Le rapport de la Commission européenne sur la Roumanie
La Commission européenne confirme les progrès de la Roumanie dans la procédure de déficit excessif, tout en avertissant que des déséquilibres perdurent.
Mihai Pelin, 04.06.2026, 12:44
Selon un rapport de Bruxelles, la Roumanie et 8 autres pays ont pris des mesures efficaces pour corriger leur déficit excessif. La Commission européenne a adopté le paquet de printemps 2026 du Semestre européen. Selon elle, tous les pays membres ont respecté leurs engagements d’une manière satisfaisante. La Roumanie, affirme la Commission, se trouve sur une bonne trajectoire censée lui permettre de réduire ses déséquilibres, mais elle n’a pas encore surmonté le moment critique et donc, elle doit poursuivre les mesures d’austérité et les réformes. A l’heure où l’on parle, le pays continue à afficher le déficit le plus élevé de l’UE, bien qu’il soit passé de 9,3 en 2024 à 7,9% en 2025 et qu’il est censé se réduire progressivement jusqu’à 6,2 % du PIB en 2026.
L’instabilité politique plonge le pays dans l’incertitude
Par ailleurs, la Roumanie reste le seul pays européen en proie à de forts déséquilibres, avec le niveau de collecte de taxes et d’impôts le plus réduit. Le Plan national de relance et de résilience, PNRR, est essentiel et cela non seulement pour les fonds attirés et les investissements devenus possibles, mais aussi pour la mise en place des réformes avec des résultats à long terme. Un point important est représenté par la réforme des salaires et des retraites, tout comme par le contrôle des dépenses publiques. Bien que le rapport de Bruxelles n’ait pas une approche politique, dans le cas de la Roumanie, la Commission affirme que l’instabilité politique plonge le pays dans l’incertitude. Le risque le plus élevé est représenté par les effets que cette instabilité pourrait avoir sur la rectification fiscale. Voilà pourquoi, l’Exécutif européen insiste sur l’importance que le futur gouvernement, quelle que soit sa couleur politique, maintienne en place les politiques d’équilibre fiscal.

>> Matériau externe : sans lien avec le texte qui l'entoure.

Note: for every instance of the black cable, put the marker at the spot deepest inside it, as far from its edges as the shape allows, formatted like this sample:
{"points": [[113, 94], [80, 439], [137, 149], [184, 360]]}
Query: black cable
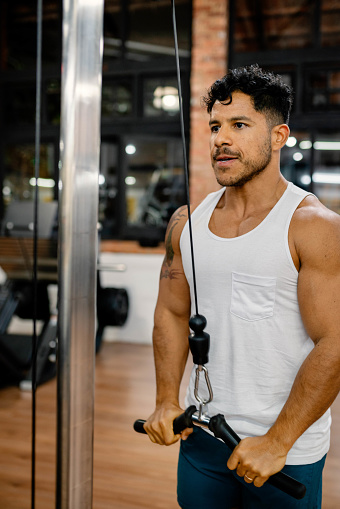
{"points": [[35, 243], [186, 169]]}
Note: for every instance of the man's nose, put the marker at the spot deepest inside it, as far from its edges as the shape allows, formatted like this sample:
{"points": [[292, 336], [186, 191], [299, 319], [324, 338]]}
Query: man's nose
{"points": [[223, 137]]}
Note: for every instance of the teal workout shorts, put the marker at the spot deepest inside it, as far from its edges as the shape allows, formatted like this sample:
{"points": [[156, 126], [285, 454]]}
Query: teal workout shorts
{"points": [[205, 482]]}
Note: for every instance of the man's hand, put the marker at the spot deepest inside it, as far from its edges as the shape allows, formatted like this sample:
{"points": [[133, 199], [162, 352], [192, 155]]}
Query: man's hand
{"points": [[256, 459], [159, 425]]}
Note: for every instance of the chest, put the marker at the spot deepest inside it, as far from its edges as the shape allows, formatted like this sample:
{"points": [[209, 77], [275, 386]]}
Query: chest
{"points": [[228, 225]]}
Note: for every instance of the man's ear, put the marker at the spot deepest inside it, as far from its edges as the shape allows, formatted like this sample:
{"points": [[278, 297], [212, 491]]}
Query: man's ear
{"points": [[280, 135]]}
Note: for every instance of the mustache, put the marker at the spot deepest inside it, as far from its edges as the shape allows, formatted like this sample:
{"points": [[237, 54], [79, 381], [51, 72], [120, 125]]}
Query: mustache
{"points": [[226, 152]]}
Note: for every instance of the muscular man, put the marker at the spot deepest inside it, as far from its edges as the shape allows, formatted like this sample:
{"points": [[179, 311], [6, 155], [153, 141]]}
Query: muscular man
{"points": [[268, 279]]}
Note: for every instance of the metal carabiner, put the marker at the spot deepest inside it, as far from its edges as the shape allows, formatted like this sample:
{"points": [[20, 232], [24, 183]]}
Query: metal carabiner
{"points": [[202, 402]]}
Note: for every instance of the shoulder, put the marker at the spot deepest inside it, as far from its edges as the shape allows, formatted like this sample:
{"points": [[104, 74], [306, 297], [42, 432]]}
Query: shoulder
{"points": [[316, 232]]}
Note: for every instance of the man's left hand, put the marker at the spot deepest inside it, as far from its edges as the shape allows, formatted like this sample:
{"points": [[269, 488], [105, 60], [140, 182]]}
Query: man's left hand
{"points": [[256, 459]]}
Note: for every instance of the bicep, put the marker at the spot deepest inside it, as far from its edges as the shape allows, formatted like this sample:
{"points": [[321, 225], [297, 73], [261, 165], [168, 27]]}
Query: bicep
{"points": [[174, 292], [319, 284]]}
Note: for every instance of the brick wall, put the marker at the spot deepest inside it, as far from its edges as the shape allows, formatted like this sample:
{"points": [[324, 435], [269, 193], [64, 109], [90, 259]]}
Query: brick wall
{"points": [[209, 62]]}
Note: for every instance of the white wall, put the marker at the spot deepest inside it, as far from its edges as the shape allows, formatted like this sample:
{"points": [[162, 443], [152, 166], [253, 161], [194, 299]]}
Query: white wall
{"points": [[140, 279]]}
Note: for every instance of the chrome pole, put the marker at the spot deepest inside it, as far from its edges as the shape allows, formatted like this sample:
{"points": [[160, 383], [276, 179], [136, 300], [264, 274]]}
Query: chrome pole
{"points": [[78, 245]]}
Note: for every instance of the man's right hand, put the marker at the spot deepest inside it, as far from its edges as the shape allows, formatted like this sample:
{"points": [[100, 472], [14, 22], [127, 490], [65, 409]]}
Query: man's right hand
{"points": [[159, 425]]}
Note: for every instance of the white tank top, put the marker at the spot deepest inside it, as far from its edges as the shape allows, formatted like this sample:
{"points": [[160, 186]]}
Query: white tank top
{"points": [[247, 290]]}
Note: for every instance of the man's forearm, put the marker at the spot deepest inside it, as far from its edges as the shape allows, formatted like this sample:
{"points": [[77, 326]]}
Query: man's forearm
{"points": [[314, 390], [170, 353]]}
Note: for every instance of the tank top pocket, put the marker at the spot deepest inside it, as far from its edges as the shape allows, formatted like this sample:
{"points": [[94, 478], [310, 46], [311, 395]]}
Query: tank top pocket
{"points": [[252, 297]]}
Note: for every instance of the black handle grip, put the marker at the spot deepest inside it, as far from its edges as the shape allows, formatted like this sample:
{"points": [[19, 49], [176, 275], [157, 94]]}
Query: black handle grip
{"points": [[180, 423], [138, 426], [280, 480]]}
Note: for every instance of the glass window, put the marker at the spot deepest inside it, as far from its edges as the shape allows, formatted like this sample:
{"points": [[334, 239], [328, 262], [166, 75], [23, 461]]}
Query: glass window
{"points": [[161, 97], [116, 100], [142, 31], [19, 34], [154, 181], [322, 90], [53, 105], [296, 159], [267, 25], [114, 31], [108, 188], [19, 105], [19, 181], [319, 174], [326, 175], [330, 23], [150, 29]]}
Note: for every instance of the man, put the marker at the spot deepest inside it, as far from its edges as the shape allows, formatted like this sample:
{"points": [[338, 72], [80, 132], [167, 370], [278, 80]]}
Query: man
{"points": [[268, 279]]}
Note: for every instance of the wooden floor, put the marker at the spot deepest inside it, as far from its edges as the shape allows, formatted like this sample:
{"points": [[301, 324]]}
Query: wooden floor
{"points": [[129, 471]]}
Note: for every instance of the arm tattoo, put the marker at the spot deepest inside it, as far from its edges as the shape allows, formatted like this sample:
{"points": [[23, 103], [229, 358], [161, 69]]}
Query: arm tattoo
{"points": [[166, 272]]}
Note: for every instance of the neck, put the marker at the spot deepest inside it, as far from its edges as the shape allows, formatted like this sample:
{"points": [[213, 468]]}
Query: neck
{"points": [[261, 192]]}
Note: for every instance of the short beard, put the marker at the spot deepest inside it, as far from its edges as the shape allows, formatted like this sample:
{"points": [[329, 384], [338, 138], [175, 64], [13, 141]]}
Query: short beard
{"points": [[252, 169]]}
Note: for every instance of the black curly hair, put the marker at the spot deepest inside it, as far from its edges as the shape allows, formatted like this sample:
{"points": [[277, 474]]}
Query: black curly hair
{"points": [[268, 92]]}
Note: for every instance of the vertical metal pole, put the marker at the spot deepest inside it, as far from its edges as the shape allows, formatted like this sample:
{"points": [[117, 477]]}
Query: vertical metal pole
{"points": [[78, 216]]}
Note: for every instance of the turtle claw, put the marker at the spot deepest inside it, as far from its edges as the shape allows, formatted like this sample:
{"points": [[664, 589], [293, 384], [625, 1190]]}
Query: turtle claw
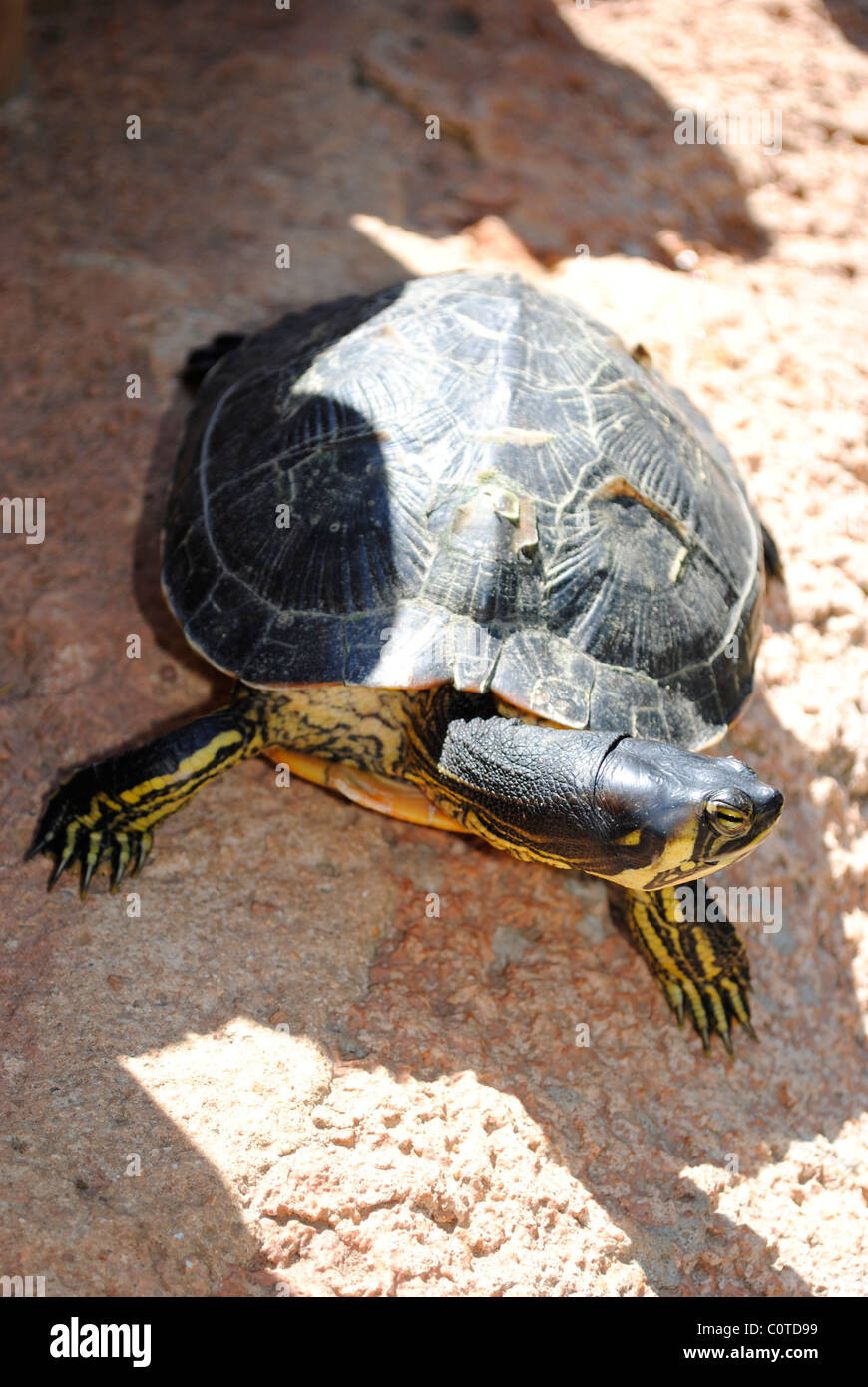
{"points": [[143, 849], [78, 827], [60, 867]]}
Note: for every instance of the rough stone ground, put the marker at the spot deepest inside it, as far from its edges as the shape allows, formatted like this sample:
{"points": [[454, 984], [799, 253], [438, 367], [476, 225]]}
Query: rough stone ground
{"points": [[326, 1091]]}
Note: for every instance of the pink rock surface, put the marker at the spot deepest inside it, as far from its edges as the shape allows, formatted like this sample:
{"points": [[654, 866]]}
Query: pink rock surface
{"points": [[290, 1075]]}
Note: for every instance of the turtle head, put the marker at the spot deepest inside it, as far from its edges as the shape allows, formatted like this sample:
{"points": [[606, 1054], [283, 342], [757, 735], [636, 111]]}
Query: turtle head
{"points": [[669, 816]]}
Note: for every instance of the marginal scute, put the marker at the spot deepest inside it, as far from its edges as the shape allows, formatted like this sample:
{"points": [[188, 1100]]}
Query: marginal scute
{"points": [[477, 484]]}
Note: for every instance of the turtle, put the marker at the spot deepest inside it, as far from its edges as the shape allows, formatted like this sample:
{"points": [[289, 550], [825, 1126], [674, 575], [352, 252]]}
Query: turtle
{"points": [[474, 565]]}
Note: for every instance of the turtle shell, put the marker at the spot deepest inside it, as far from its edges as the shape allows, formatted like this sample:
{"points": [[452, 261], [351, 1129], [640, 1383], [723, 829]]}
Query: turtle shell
{"points": [[463, 479]]}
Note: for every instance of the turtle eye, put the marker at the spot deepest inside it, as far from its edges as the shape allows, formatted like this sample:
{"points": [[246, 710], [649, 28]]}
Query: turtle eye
{"points": [[729, 814]]}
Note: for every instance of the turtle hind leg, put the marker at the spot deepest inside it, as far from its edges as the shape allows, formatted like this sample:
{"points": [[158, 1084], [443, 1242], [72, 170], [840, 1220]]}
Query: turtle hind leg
{"points": [[203, 358], [700, 964], [109, 810], [771, 555]]}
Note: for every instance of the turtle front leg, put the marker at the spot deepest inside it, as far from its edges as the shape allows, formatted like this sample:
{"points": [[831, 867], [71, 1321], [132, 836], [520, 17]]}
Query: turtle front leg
{"points": [[700, 964], [110, 809]]}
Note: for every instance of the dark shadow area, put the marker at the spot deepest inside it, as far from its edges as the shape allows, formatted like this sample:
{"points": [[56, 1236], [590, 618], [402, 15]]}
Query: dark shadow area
{"points": [[852, 18], [244, 113], [566, 146]]}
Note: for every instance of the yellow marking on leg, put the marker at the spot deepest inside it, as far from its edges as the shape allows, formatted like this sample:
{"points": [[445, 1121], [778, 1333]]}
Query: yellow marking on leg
{"points": [[384, 795], [186, 770]]}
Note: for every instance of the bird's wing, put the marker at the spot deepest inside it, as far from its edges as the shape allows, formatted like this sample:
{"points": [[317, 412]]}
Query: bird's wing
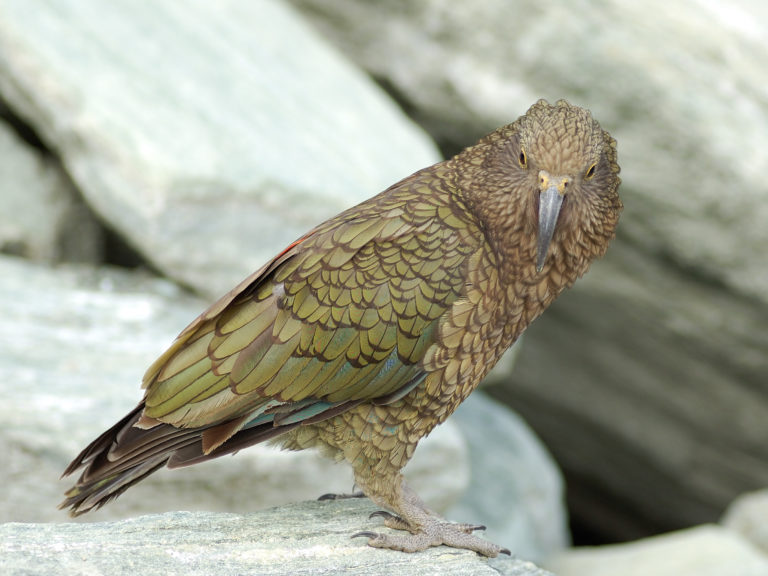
{"points": [[343, 315]]}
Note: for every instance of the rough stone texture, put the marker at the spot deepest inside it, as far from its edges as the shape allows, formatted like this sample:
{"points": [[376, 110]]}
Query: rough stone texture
{"points": [[75, 343], [515, 488], [702, 551], [306, 538], [41, 215], [648, 381], [165, 112], [748, 515]]}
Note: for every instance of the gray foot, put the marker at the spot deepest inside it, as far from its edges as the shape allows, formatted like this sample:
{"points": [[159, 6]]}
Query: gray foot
{"points": [[341, 496], [435, 533]]}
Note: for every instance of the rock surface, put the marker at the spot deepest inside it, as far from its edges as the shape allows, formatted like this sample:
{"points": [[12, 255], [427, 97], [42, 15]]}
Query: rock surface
{"points": [[702, 551], [654, 366], [232, 108], [748, 515], [76, 341], [306, 538], [42, 216]]}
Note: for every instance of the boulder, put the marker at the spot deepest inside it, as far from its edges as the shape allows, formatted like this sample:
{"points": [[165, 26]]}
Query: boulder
{"points": [[208, 135], [42, 217], [647, 381], [305, 538], [77, 340], [748, 515], [706, 550]]}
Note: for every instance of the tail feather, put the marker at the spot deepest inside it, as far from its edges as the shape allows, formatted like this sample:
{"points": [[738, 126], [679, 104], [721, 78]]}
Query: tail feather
{"points": [[121, 457], [127, 453]]}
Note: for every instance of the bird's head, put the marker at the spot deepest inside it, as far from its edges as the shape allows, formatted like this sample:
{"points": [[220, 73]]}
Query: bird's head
{"points": [[553, 176]]}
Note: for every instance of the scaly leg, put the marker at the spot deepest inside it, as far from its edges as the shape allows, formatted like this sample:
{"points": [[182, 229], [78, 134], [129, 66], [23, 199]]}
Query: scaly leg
{"points": [[426, 528]]}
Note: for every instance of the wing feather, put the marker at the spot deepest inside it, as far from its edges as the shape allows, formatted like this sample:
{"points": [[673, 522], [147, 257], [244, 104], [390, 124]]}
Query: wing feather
{"points": [[345, 314]]}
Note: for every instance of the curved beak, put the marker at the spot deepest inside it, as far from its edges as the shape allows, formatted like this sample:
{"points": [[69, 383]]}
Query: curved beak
{"points": [[550, 202]]}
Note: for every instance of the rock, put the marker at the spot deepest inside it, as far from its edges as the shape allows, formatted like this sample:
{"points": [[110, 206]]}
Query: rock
{"points": [[41, 215], [305, 538], [76, 342], [515, 489], [632, 379], [223, 133], [702, 551], [748, 516]]}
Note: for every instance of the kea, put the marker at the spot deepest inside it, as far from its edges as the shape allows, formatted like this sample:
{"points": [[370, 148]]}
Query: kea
{"points": [[368, 331]]}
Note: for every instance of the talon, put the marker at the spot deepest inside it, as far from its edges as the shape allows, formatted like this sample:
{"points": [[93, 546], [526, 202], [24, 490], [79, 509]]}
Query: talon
{"points": [[382, 513], [364, 534]]}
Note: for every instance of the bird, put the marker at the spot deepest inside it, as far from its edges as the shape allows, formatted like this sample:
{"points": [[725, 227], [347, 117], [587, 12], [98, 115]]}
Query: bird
{"points": [[367, 332]]}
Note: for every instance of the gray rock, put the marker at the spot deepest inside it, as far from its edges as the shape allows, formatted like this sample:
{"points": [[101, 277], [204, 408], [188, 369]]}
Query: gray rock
{"points": [[516, 489], [748, 515], [635, 377], [41, 215], [76, 341], [209, 135], [306, 538], [702, 551]]}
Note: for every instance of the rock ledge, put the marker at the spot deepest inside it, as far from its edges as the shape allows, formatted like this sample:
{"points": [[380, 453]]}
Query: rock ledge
{"points": [[303, 538]]}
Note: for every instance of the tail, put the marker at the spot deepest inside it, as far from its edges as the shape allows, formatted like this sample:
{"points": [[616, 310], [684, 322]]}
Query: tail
{"points": [[126, 454]]}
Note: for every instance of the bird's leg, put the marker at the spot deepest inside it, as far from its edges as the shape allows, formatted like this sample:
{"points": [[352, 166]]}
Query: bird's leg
{"points": [[345, 496], [426, 528]]}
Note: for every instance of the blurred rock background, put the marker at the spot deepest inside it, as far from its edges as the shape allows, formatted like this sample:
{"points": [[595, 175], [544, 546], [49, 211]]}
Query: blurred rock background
{"points": [[192, 141]]}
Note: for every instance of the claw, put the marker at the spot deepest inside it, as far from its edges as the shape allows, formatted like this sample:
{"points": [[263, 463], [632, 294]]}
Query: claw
{"points": [[364, 534], [382, 513]]}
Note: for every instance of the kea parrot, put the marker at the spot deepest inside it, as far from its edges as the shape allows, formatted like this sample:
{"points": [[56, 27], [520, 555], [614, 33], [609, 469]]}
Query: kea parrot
{"points": [[368, 331]]}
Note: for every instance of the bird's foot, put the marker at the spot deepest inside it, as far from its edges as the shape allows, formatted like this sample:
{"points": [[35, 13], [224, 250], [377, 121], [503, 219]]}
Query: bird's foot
{"points": [[434, 533], [341, 496]]}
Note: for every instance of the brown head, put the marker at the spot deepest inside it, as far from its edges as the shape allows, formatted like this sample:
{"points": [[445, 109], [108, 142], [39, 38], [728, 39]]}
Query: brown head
{"points": [[546, 187]]}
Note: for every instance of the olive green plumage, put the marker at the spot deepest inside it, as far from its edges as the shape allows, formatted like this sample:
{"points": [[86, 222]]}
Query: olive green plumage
{"points": [[367, 332]]}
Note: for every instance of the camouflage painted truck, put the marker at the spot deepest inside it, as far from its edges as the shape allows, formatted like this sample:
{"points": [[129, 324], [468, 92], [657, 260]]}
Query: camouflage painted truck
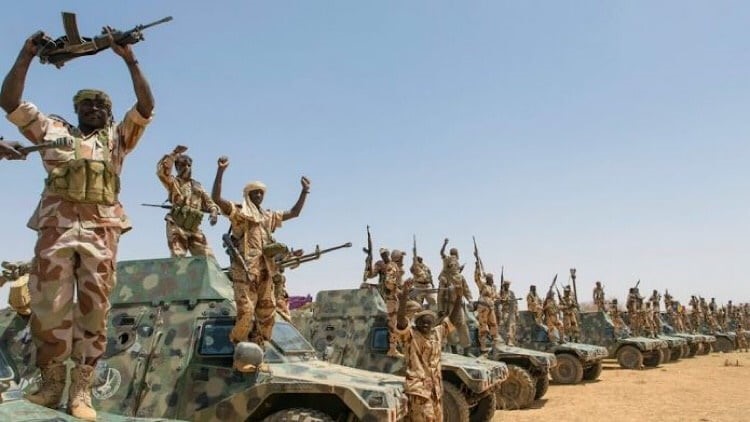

Le risque de pauvreté en Roumanie dépasse 32%
Le rapport de la Commission comporte également un chapitre consacré au domaine social de Roumanie et ceci dans le contexte où la ressource humaine reste particulièrement importante pour la croissance économique. A la fin, affirme Bruxelles, une relance économique saine devrait se refléter au niveau de toute la société. Mais, pour l’instant, la situation sociale est toute aussi problématique que celle économique et fiscale. Dans une Europe où le risque de pauvreté et d’exclusion sociale se monte à 21%, en Roumanie, ce taux dépasse 32%, et devient l’un des plus élevés de l’UE. L’efficacité des transferts sociaux reste réduite. Alors que, dans l’Union européenne, les aides sociales réduisent le risque de pauvreté de près de 33 %, en Roumanie, leur impact est inférieur à 20 %. La Commission indique clairement que le système de protection sociale doit être révisé, car il ne couvre pas suffisamment les personnes vulnérables, en particulier dans les zones rurales, où vivent plus de 45 % des Roumains.
L’analphabétisme fonctionnel grimpe à 40% en Roumanie
L’éducation aussi reste un domaine problématique. La Roumanie affiche un des taux d’analphabétisme fonctionnel les plus importants en Europe : plus de 40% des élèves ne détiennent pas les compétences minimales en lecture et en mathématiques, soit un pourcentage qui dépasse de beaucoup la moyenne européenne de 25%. Quant à l’infrastructure sociale et environnementale, la Roumanie est, encore une fois, en queue de classement européen. Presqu’un quart des ménages n’ont pas accès à l’eau courante et ne sont pas reliés aux réseaux de canalisation, tandis que les investissements dans l’infrastructure se concentrent dans seulement quelques régions. La Commission européenne encourage la Roumanie à accélérer ses investissements dans l’infrastructure environnementale et dans les services publics de base, afin de réduire les décalages territoriaux.